This section builds on the AI agents material from Chapter 22, the multi-agent systems from Chapter 24, and the AI safety framework from Section 32.1. Philosophical background is helpful but not required.

1. Defining Agency: A Framework

Is your smart thermostat an agent? It senses temperature, makes decisions, and takes actions without your involvement. What about a spam filter? A self-driving car? The answer depends on how you define agency, and the AI community has been remarkably imprecise about this. Agency in the context of AI systems is not a binary property. Drawing on philosophy of action, robotics, and the multi-agent systems literature, we can decompose agency into four orthogonal dimensions:

Autonomy: the degree to which the system operates without human intervention. A system that requires human approval for every action has low autonomy. A system that operates independently for hours or days has high autonomy.
Goal-directedness: the degree to which the system pursues objectives over extended time horizons. A system that responds to individual queries has no persistent goals. A system that maintains and works toward multi-step objectives is goal-directed.
Environment interaction: the scope of the system's ability to observe and modify its environment. A system limited to text generation has narrow interaction. A system that can browse the web, execute code, manage files, and control other systems has broad interaction.
Adaptability: the degree to which the system modifies its own behavior based on experience. A system with fixed behavior is non-adaptive. A system that learns from feedback, updates its strategies, or modifies its own prompts is adaptive.

These dimensions are independent: a system can be highly autonomous but minimally goal-directed (a monitoring daemon that runs unattended but has no objectives beyond reporting), or highly goal-directed but minimally autonomous (a planning system that proposes detailed action plans but requires human approval for each step).

2. A Spectrum of Agency

Using these dimensions, we can define a spectrum of agency levels that captures the progression from passive language models to fully autonomous agents.

Level 0: Stateless Completion

A bare language model API call. The system receives a prompt, generates a completion, and terminates. No memory, no tools, no goals. This is the baseline: a pure function from text to text. Examples include single-turn question answering, text summarization, and code completion without context.

Level 1: Tool-Augmented Generation

The model can invoke tools (calculators, search engines, databases) during generation, but the human initiates each interaction and the system does not maintain state between calls. This is the level of most production chatbots with function calling. The system has environment interaction (through tools) but minimal autonomy and no persistent goals.
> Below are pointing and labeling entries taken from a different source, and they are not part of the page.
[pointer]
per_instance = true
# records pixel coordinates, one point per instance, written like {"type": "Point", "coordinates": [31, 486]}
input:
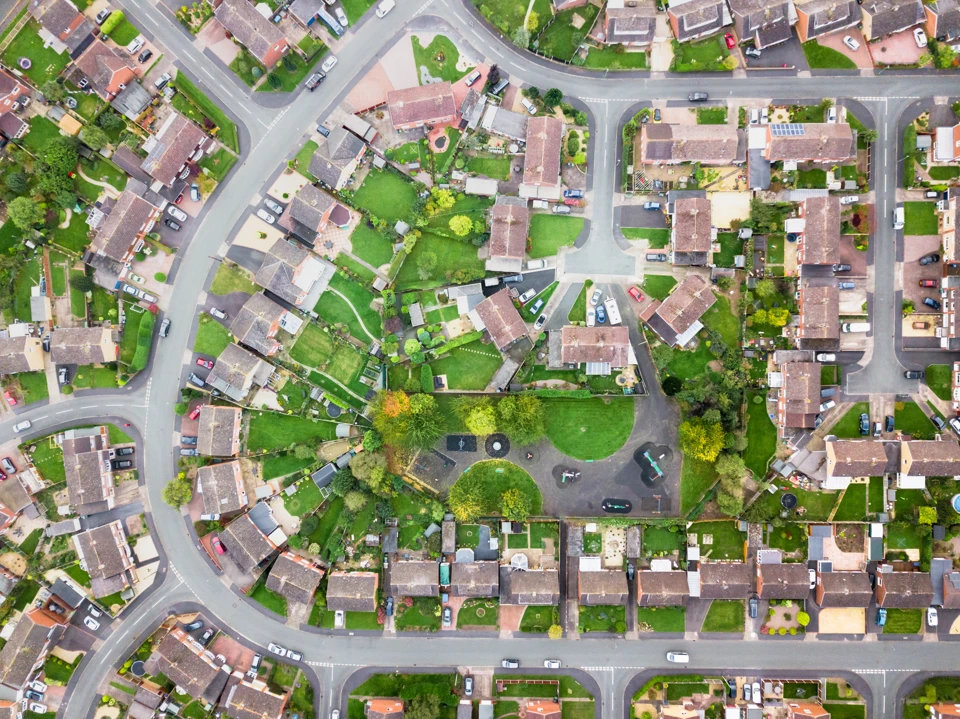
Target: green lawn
{"type": "Point", "coordinates": [761, 436]}
{"type": "Point", "coordinates": [589, 428]}
{"type": "Point", "coordinates": [656, 236]}
{"type": "Point", "coordinates": [548, 233]}
{"type": "Point", "coordinates": [820, 57]}
{"type": "Point", "coordinates": [429, 57]}
{"type": "Point", "coordinates": [724, 616]}
{"type": "Point", "coordinates": [212, 337]}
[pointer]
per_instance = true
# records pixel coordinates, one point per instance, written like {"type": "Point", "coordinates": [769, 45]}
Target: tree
{"type": "Point", "coordinates": [24, 212]}
{"type": "Point", "coordinates": [461, 225]}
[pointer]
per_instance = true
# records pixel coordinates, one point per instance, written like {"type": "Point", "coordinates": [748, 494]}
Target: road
{"type": "Point", "coordinates": [269, 134]}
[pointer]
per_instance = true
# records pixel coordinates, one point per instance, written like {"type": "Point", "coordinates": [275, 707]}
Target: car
{"type": "Point", "coordinates": [177, 213]}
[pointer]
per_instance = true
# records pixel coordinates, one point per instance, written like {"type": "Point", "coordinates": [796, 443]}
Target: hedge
{"type": "Point", "coordinates": [144, 340]}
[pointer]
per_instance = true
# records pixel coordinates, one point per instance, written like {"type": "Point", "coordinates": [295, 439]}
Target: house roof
{"type": "Point", "coordinates": [712, 144]}
{"type": "Point", "coordinates": [352, 591]}
{"type": "Point", "coordinates": [219, 431]}
{"type": "Point", "coordinates": [245, 543]}
{"type": "Point", "coordinates": [424, 104]}
{"type": "Point", "coordinates": [222, 488]}
{"type": "Point", "coordinates": [501, 319]}
{"type": "Point", "coordinates": [821, 231]}
{"type": "Point", "coordinates": [261, 37]}
{"type": "Point", "coordinates": [294, 577]}
{"type": "Point", "coordinates": [128, 221]}
{"type": "Point", "coordinates": [595, 344]}
{"type": "Point", "coordinates": [170, 148]}
{"type": "Point", "coordinates": [541, 163]}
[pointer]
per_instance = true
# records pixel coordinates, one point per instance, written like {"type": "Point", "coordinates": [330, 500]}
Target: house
{"type": "Point", "coordinates": [798, 399]}
{"type": "Point", "coordinates": [766, 23]}
{"type": "Point", "coordinates": [219, 431]}
{"type": "Point", "coordinates": [352, 591]}
{"type": "Point", "coordinates": [336, 158]}
{"type": "Point", "coordinates": [677, 319]}
{"type": "Point", "coordinates": [665, 144]}
{"type": "Point", "coordinates": [852, 459]}
{"type": "Point", "coordinates": [601, 348]}
{"type": "Point", "coordinates": [414, 578]}
{"type": "Point", "coordinates": [246, 545]}
{"type": "Point", "coordinates": [259, 320]}
{"type": "Point", "coordinates": [82, 345]}
{"type": "Point", "coordinates": [62, 26]}
{"type": "Point", "coordinates": [20, 354]}
{"type": "Point", "coordinates": [221, 487]}
{"type": "Point", "coordinates": [903, 590]}
{"type": "Point", "coordinates": [692, 235]}
{"type": "Point", "coordinates": [629, 22]}
{"type": "Point", "coordinates": [509, 223]}
{"type": "Point", "coordinates": [500, 318]}
{"type": "Point", "coordinates": [426, 105]}
{"type": "Point", "coordinates": [253, 700]}
{"type": "Point", "coordinates": [293, 274]}
{"type": "Point", "coordinates": [131, 218]}
{"type": "Point", "coordinates": [541, 162]}
{"type": "Point", "coordinates": [821, 142]}
{"type": "Point", "coordinates": [294, 577]}
{"type": "Point", "coordinates": [36, 633]}
{"type": "Point", "coordinates": [822, 17]}
{"type": "Point", "coordinates": [920, 459]}
{"type": "Point", "coordinates": [885, 17]}
{"type": "Point", "coordinates": [694, 19]}
{"type": "Point", "coordinates": [843, 589]}
{"type": "Point", "coordinates": [262, 38]}
{"type": "Point", "coordinates": [475, 579]}
{"type": "Point", "coordinates": [108, 69]}
{"type": "Point", "coordinates": [185, 662]}
{"type": "Point", "coordinates": [170, 149]}
{"type": "Point", "coordinates": [818, 242]}
{"type": "Point", "coordinates": [819, 317]}
{"type": "Point", "coordinates": [237, 371]}
{"type": "Point", "coordinates": [943, 19]}
{"type": "Point", "coordinates": [105, 555]}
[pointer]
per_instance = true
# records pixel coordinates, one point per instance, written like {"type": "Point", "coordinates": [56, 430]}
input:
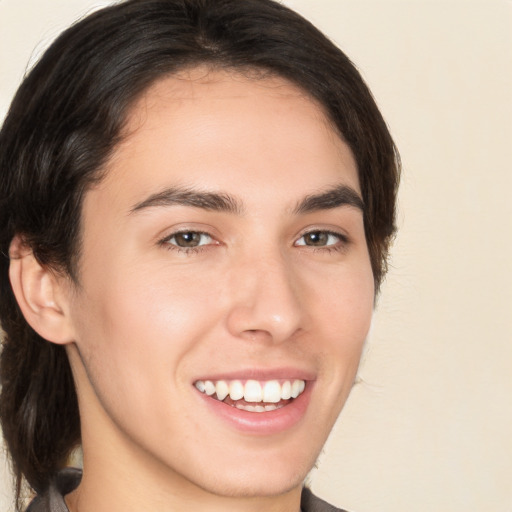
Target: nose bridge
{"type": "Point", "coordinates": [266, 297]}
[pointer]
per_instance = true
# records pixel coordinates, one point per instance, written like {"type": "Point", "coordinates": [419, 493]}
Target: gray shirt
{"type": "Point", "coordinates": [68, 479]}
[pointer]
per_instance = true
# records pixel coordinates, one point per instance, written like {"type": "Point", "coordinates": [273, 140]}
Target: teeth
{"type": "Point", "coordinates": [236, 390]}
{"type": "Point", "coordinates": [286, 390]}
{"type": "Point", "coordinates": [272, 391]}
{"type": "Point", "coordinates": [269, 392]}
{"type": "Point", "coordinates": [252, 392]}
{"type": "Point", "coordinates": [222, 390]}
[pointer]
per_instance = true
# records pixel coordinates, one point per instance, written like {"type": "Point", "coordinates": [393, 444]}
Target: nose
{"type": "Point", "coordinates": [266, 301]}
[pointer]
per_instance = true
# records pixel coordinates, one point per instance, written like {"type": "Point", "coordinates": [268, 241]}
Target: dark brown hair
{"type": "Point", "coordinates": [67, 118]}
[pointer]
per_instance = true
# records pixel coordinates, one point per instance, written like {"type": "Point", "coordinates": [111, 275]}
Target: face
{"type": "Point", "coordinates": [225, 288]}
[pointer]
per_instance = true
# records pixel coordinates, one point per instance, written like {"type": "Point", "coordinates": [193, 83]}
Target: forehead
{"type": "Point", "coordinates": [214, 127]}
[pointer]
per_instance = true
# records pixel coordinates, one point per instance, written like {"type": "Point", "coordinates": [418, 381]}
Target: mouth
{"type": "Point", "coordinates": [252, 395]}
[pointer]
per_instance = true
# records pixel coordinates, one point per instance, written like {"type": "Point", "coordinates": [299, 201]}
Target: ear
{"type": "Point", "coordinates": [42, 295]}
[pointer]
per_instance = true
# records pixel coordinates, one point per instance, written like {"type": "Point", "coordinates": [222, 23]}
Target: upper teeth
{"type": "Point", "coordinates": [271, 391]}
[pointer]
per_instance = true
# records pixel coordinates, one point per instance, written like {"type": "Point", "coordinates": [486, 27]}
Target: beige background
{"type": "Point", "coordinates": [429, 427]}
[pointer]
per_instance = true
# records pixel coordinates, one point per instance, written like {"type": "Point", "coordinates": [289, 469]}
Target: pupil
{"type": "Point", "coordinates": [316, 238]}
{"type": "Point", "coordinates": [189, 239]}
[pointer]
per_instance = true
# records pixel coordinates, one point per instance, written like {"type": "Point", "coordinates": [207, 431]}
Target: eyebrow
{"type": "Point", "coordinates": [341, 195]}
{"type": "Point", "coordinates": [213, 201]}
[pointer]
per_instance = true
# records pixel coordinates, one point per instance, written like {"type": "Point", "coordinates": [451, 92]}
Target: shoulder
{"type": "Point", "coordinates": [310, 503]}
{"type": "Point", "coordinates": [53, 499]}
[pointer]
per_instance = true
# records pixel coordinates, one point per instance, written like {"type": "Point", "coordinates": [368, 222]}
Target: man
{"type": "Point", "coordinates": [197, 220]}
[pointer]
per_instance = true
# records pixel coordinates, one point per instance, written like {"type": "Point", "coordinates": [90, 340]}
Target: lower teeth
{"type": "Point", "coordinates": [258, 408]}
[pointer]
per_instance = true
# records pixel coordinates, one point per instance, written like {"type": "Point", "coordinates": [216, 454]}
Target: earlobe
{"type": "Point", "coordinates": [40, 293]}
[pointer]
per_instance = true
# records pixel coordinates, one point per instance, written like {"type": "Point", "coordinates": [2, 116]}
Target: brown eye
{"type": "Point", "coordinates": [320, 239]}
{"type": "Point", "coordinates": [189, 239]}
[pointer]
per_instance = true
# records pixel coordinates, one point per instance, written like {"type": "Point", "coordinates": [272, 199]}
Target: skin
{"type": "Point", "coordinates": [149, 318]}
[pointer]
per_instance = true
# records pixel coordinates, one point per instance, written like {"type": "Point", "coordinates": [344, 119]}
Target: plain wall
{"type": "Point", "coordinates": [429, 426]}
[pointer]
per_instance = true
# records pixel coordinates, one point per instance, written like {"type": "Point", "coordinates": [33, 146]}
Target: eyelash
{"type": "Point", "coordinates": [343, 241]}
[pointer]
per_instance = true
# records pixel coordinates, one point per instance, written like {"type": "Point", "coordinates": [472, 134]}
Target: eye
{"type": "Point", "coordinates": [188, 239]}
{"type": "Point", "coordinates": [321, 239]}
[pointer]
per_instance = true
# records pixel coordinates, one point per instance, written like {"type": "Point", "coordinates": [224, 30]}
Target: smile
{"type": "Point", "coordinates": [253, 395]}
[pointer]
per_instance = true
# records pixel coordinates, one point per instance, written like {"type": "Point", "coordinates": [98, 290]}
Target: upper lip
{"type": "Point", "coordinates": [261, 374]}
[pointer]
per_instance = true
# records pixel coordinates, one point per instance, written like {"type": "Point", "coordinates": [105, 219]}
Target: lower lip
{"type": "Point", "coordinates": [262, 423]}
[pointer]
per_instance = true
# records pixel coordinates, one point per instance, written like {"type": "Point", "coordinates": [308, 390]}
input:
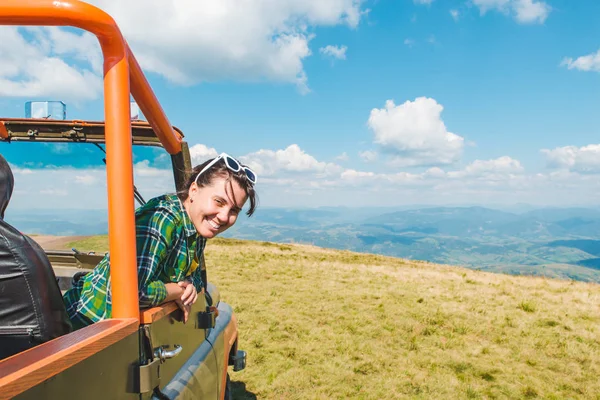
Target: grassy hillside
{"type": "Point", "coordinates": [320, 324]}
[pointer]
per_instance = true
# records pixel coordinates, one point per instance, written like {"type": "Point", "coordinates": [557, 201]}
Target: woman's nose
{"type": "Point", "coordinates": [222, 216]}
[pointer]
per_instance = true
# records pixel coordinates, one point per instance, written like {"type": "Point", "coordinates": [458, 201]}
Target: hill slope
{"type": "Point", "coordinates": [321, 323]}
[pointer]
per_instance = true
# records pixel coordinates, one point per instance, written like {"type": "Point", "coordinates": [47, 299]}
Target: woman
{"type": "Point", "coordinates": [171, 232]}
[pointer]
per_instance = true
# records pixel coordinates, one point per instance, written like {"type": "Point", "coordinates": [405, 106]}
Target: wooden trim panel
{"type": "Point", "coordinates": [29, 368]}
{"type": "Point", "coordinates": [153, 314]}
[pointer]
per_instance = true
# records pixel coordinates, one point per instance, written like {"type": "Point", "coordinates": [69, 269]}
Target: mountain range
{"type": "Point", "coordinates": [555, 242]}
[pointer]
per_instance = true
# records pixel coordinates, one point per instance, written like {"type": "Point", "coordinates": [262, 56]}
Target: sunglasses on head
{"type": "Point", "coordinates": [232, 164]}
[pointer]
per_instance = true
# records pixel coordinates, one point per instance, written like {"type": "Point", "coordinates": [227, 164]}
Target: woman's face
{"type": "Point", "coordinates": [215, 208]}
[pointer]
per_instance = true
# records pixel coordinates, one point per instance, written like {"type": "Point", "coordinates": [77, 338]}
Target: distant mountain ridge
{"type": "Point", "coordinates": [559, 242]}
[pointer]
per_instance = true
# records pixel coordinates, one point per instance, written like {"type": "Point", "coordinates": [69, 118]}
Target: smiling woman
{"type": "Point", "coordinates": [171, 233]}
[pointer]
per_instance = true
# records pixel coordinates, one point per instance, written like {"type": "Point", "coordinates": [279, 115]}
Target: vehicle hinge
{"type": "Point", "coordinates": [207, 319]}
{"type": "Point", "coordinates": [148, 376]}
{"type": "Point", "coordinates": [74, 134]}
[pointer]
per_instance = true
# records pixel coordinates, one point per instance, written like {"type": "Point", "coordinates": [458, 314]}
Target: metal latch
{"type": "Point", "coordinates": [238, 361]}
{"type": "Point", "coordinates": [148, 377]}
{"type": "Point", "coordinates": [207, 319]}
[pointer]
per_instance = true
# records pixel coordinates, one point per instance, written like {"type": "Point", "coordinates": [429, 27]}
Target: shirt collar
{"type": "Point", "coordinates": [190, 229]}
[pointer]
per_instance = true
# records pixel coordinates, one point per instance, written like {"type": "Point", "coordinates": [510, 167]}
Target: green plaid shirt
{"type": "Point", "coordinates": [167, 245]}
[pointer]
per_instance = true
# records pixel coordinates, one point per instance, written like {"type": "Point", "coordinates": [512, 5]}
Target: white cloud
{"type": "Point", "coordinates": [294, 178]}
{"type": "Point", "coordinates": [199, 153]}
{"type": "Point", "coordinates": [584, 159]}
{"type": "Point", "coordinates": [590, 62]}
{"type": "Point", "coordinates": [86, 179]}
{"type": "Point", "coordinates": [504, 166]}
{"type": "Point", "coordinates": [368, 156]}
{"type": "Point", "coordinates": [338, 52]}
{"type": "Point", "coordinates": [210, 40]}
{"type": "Point", "coordinates": [34, 68]}
{"type": "Point", "coordinates": [289, 160]}
{"type": "Point", "coordinates": [343, 157]}
{"type": "Point", "coordinates": [195, 43]}
{"type": "Point", "coordinates": [530, 11]}
{"type": "Point", "coordinates": [524, 11]}
{"type": "Point", "coordinates": [415, 132]}
{"type": "Point", "coordinates": [353, 175]}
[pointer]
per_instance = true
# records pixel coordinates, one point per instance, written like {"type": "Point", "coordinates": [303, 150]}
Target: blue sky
{"type": "Point", "coordinates": [344, 102]}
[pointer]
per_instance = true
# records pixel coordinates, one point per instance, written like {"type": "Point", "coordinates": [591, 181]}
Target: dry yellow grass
{"type": "Point", "coordinates": [320, 324]}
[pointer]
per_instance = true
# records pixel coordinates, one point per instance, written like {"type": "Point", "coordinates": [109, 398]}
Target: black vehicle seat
{"type": "Point", "coordinates": [31, 306]}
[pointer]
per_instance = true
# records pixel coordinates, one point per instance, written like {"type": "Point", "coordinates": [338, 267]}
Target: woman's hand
{"type": "Point", "coordinates": [190, 295]}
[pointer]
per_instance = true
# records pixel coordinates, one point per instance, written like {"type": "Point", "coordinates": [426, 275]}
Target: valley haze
{"type": "Point", "coordinates": [520, 239]}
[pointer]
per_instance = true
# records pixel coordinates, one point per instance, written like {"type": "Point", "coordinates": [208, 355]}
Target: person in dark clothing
{"type": "Point", "coordinates": [31, 306]}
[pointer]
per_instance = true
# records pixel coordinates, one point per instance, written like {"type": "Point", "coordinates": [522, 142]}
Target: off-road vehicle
{"type": "Point", "coordinates": [137, 354]}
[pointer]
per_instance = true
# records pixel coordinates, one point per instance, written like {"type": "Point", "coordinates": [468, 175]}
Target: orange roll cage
{"type": "Point", "coordinates": [122, 77]}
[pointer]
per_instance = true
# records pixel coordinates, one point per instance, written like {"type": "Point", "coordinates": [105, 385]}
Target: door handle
{"type": "Point", "coordinates": [163, 354]}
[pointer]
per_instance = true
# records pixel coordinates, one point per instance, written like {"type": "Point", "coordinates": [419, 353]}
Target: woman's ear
{"type": "Point", "coordinates": [192, 190]}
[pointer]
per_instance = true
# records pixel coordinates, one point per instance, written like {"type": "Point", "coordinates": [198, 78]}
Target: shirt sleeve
{"type": "Point", "coordinates": [155, 234]}
{"type": "Point", "coordinates": [196, 276]}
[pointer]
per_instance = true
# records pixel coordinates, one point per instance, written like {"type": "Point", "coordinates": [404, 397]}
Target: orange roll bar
{"type": "Point", "coordinates": [119, 168]}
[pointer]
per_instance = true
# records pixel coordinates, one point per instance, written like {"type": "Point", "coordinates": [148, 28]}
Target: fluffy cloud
{"type": "Point", "coordinates": [524, 11]}
{"type": "Point", "coordinates": [368, 156]}
{"type": "Point", "coordinates": [270, 39]}
{"type": "Point", "coordinates": [289, 160]}
{"type": "Point", "coordinates": [584, 159]}
{"type": "Point", "coordinates": [504, 165]}
{"type": "Point", "coordinates": [415, 132]}
{"type": "Point", "coordinates": [200, 153]}
{"type": "Point", "coordinates": [591, 62]}
{"type": "Point", "coordinates": [187, 42]}
{"type": "Point", "coordinates": [337, 52]}
{"type": "Point", "coordinates": [33, 66]}
{"type": "Point", "coordinates": [343, 157]}
{"type": "Point", "coordinates": [296, 178]}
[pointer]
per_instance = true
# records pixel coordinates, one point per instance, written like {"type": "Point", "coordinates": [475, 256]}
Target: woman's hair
{"type": "Point", "coordinates": [219, 169]}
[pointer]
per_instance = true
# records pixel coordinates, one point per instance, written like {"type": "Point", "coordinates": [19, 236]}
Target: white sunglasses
{"type": "Point", "coordinates": [232, 164]}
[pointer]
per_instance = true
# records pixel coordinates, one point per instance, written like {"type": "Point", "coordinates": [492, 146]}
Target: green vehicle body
{"type": "Point", "coordinates": [161, 357]}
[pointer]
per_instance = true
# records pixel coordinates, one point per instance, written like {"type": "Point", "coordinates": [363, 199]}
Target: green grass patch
{"type": "Point", "coordinates": [325, 324]}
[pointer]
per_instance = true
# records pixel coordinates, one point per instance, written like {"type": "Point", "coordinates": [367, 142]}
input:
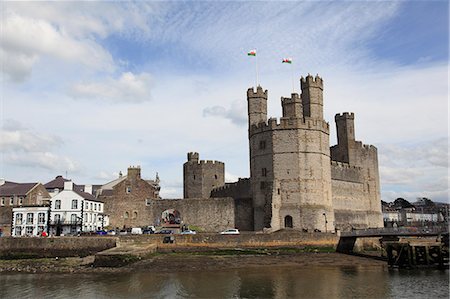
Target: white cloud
{"type": "Point", "coordinates": [23, 147]}
{"type": "Point", "coordinates": [127, 88]}
{"type": "Point", "coordinates": [25, 40]}
{"type": "Point", "coordinates": [236, 113]}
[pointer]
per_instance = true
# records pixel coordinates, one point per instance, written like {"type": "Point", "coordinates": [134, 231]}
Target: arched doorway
{"type": "Point", "coordinates": [288, 221]}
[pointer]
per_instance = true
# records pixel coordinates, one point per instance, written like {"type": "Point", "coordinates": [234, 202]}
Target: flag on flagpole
{"type": "Point", "coordinates": [252, 53]}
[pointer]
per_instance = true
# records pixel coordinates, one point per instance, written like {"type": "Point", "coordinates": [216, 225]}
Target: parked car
{"type": "Point", "coordinates": [164, 232]}
{"type": "Point", "coordinates": [136, 231]}
{"type": "Point", "coordinates": [147, 231]}
{"type": "Point", "coordinates": [189, 232]}
{"type": "Point", "coordinates": [231, 231]}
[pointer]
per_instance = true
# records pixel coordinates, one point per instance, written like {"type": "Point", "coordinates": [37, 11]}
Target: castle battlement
{"type": "Point", "coordinates": [311, 81]}
{"type": "Point", "coordinates": [350, 115]}
{"type": "Point", "coordinates": [259, 93]}
{"type": "Point", "coordinates": [290, 123]}
{"type": "Point", "coordinates": [344, 165]}
{"type": "Point", "coordinates": [366, 147]}
{"type": "Point", "coordinates": [294, 98]}
{"type": "Point", "coordinates": [212, 162]}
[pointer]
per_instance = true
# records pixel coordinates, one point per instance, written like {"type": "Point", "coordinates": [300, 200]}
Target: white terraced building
{"type": "Point", "coordinates": [73, 212]}
{"type": "Point", "coordinates": [30, 221]}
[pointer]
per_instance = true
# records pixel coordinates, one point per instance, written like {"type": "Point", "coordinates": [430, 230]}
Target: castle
{"type": "Point", "coordinates": [296, 179]}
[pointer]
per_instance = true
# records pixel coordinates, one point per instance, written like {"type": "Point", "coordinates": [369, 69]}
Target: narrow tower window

Level 2: Task-Oriented Agents

The system receives a task, decomposes it into steps, and executes those steps with some autonomy, making decisions about which tools to use and in what order. Examples include coding agents that write, test, and debug code across multiple files; research agents that search, read, and synthesize information; and data analysis agents that explore datasets and generate reports. These systems are goal-directed within a single task but do not set their own goals or persist across sessions. The ReAct pattern and similar agent loops from Chapter 22 operate at this level.

Level 3: Persistent Autonomous Agents

The system operates continuously, maintaining state across sessions, monitoring its environment, and taking actions based on evolving conditions. Examples include autonomous customer service agents that handle support tickets end-to-end, infrastructure monitoring agents that detect and remediate issues, and research agents that conduct multi-day investigations. These systems have high autonomy, persistent goals, and broad environment interaction. The multi-agent orchestration patterns from Chapter 24 and the memory systems from Section 34.6 are essential at this level.

Level 4: Self-Modifying Agents

The system not only operates autonomously but can modify its own behavior: updating its prompts, adjusting its tool selection strategies, rewriting its planning heuristics, or even fine-tuning its own weights. This level introduces qualitatively new risks because the system's future behavior is determined not just by its initial design but by the modifications it makes to itself. No production system operates reliably at this level as of early 2026, but research prototypes (Voyager, SPRING) have demonstrated elements of self-modification in constrained environments.

Key Insight

The jump from Level 2 to Level 3 is where most safety concerns become acute. At Level 2, the human remains in the loop for task initiation and result review. At Level 3, the agent operates independently for extended periods, making decisions that the human may not review until much later (or at all). This is the boundary where agent design shifts from "how do I make it capable?" to "how do I make it reliably safe?" Engineering for Level 3 requires the monitoring, observability, and guardrail infrastructure discussed in Section 31.4.

3. Philosophical Dimensions of Agency

The question of whether AI systems can possess genuine agency (as opposed to simulated agency) has deep philosophical roots. While this book is primarily an engineering text, the philosophical questions have practical implications that practitioners should be aware of.

Intentionality

In philosophy of mind, intentionality refers to the "aboutness" of mental states: a belief is about something, a desire is for something. When an LLM-based agent "decides" to use a search tool, does it have an intention to search, or is it merely executing a statistical pattern that correlates with the tokens for "search"?

The practical relevance of this question emerges in liability and accountability frameworks. If an autonomous agent causes harm (for example, an automated trading agent that triggers a market crash), the question of whether the agent "intended" the outcome has legal and ethical implications. Current legal frameworks are not designed for systems that exhibit behavior indistinguishable from intentional action but may lack genuine intentionality.

The Frame Problem

The frame problem, originally identified in classical AI by McCarthy and Hayes (1969), asks: how does an agent determine which aspects of its environment are relevant to its current action? In a world with millions of facts, most are irrelevant to any given decision. LLMs approach this problem through the attention mechanism, which implicitly selects relevant information. However, attention is imperfect, and agents can be distracted by irrelevant context or fail to attend to critical details, as discussed in Section 34.5.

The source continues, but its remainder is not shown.